Un jour, ma tante a ouvert la porte de la cave.
Je l’ai vue, elle était en haut de l’escalier.
J’avais mon pantalon sur les chevilles.
Il était derrière moi.
Elle a fermé la porte et n’a jamais rien dit. »
Chaque année en France, au moins 160 000 mineurs sont victimes de violence sexuelles. Cela signifie qu’un enfant est agressé sexuellement toutes les trois minutes dans notre pays (sources rapport Civiise). Ces chiffres sont connus et maintes fois entendus. Ils font froid dans le dos. Mais ils doivent être rappelés afin qu’ils ne soient pas oubliés et pour réelle prise de conscience de ce que vivent certains de nos enfants. Prévention, communication, accompagnement aux familles, aux professionnels de la Petite enfance, au corps enseignant, aux professionnels de la santé,… tout doit être mis en œuvre pour lutter contre ce qui ne doit plus être un tabou mais bien un sujet de politiques publiques : les violences sexuelles à l’encontre des mineurs. Notre société en a aujourd’hui parfaitement conscience et la mise en place de la commission indépendante sur l’inceste et les violences sexuelles faites aux enfants (Ciivise) en a témoigné ; nous condamnons unanimement ces actes atroces et la loi protège déjà un peu mieux qu’hier.
Mais il reste une zone grise dans la lutte contre ces violences : le silence de ceux qui savaient.
L’un des moyens d’aider les victimes à porter plainte, à se reconstruire, de stopper sinon limiter la répétition de ces infractions, serait notamment d’arriver à briser « la loi du silence ».
Les récentes révélations sur l’Abbé Pierre, l’affaire Olivier Duhamel relatée par Camille Kouchner dans son ouvrage « La familia grande », les agissements de Gabriel Matzneff, « les hommes de la rue du Bac » et tant d’autres affaires mettent en relief le terrible constat : « Tout le monde savait mais personne n’a rien dit ». Or, le silence est une forme de complicité par omission.

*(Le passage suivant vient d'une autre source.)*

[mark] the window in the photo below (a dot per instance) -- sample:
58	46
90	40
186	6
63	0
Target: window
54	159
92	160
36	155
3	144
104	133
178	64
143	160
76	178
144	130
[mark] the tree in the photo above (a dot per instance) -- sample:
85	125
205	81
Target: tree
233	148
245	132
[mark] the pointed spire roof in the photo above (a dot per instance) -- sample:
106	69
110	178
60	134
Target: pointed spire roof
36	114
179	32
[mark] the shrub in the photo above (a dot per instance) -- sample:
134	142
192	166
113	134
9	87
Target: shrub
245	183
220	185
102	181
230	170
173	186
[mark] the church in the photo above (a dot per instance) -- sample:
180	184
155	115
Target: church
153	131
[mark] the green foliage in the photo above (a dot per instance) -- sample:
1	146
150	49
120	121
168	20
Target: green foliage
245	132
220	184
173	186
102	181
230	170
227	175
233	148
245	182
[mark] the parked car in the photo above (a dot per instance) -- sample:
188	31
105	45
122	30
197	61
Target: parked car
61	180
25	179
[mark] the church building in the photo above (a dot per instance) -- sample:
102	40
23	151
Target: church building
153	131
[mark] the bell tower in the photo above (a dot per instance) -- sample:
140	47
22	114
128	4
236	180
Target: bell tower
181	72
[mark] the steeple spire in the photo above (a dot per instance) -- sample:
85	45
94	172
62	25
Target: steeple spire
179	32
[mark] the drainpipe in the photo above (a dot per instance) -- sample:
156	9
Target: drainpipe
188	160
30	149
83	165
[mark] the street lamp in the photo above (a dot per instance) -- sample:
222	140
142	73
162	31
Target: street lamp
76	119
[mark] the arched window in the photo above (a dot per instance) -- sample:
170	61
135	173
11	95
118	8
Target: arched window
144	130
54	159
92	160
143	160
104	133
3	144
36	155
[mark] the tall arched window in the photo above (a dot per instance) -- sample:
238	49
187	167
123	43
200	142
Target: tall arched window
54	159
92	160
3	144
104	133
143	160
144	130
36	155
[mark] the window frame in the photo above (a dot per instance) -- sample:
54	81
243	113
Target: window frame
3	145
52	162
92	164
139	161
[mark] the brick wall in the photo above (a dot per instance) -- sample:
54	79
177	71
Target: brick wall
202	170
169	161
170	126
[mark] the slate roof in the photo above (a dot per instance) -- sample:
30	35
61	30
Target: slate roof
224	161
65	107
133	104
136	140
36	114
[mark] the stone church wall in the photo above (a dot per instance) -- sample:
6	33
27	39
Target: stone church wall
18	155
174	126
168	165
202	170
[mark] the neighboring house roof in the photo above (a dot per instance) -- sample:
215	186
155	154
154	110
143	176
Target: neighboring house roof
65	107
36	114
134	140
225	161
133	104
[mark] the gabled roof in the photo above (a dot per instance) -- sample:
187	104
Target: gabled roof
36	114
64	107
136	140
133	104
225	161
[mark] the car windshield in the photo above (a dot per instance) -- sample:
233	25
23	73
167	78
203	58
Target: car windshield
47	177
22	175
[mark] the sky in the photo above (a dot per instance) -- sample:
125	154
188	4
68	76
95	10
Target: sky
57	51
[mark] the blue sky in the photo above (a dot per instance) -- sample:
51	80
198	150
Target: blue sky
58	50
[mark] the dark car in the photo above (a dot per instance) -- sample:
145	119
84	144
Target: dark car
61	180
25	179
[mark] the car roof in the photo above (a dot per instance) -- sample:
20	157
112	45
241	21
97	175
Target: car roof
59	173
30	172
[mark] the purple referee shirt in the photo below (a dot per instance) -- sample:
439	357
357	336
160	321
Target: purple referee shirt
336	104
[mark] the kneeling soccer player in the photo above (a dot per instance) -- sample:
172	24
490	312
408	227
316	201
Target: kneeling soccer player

Et le mutisme se fait l’allié de l’agresseur. C’est pour cela que dire, alerter, signaler, dénoncer devient salvateur pour les victimes.
Pourtant dans notre inconscient collectif, « dénoncer » est un acte vil. Il suffit de lire les synonymes du verbe pour se rendre compte. Le mot et le verbe portent souvent, chez nous, une connotation négative, en raison de notre Histoire. Pendant l’Occupation, la dénonciation était largement associée à des actes de trahison contre des voisins ou des amis, au profit des autorités nazies. Cette période a profondément marqué les mentalités françaises, et le terme « dénoncer » a conservé cette empreinte de trahison et de méfiance.
Cependant, le contexte fait toute la différence. Dans un cadre moderne, alerter et dénoncer des comportements criminels, répréhensibles ou injustes peut sauver des vies, promeut la justice et devient un acte citoyen. Il s’agit précisément alors d’un acte de courage et de responsabilité civique, et ne pas le faire est alors puni par la loi.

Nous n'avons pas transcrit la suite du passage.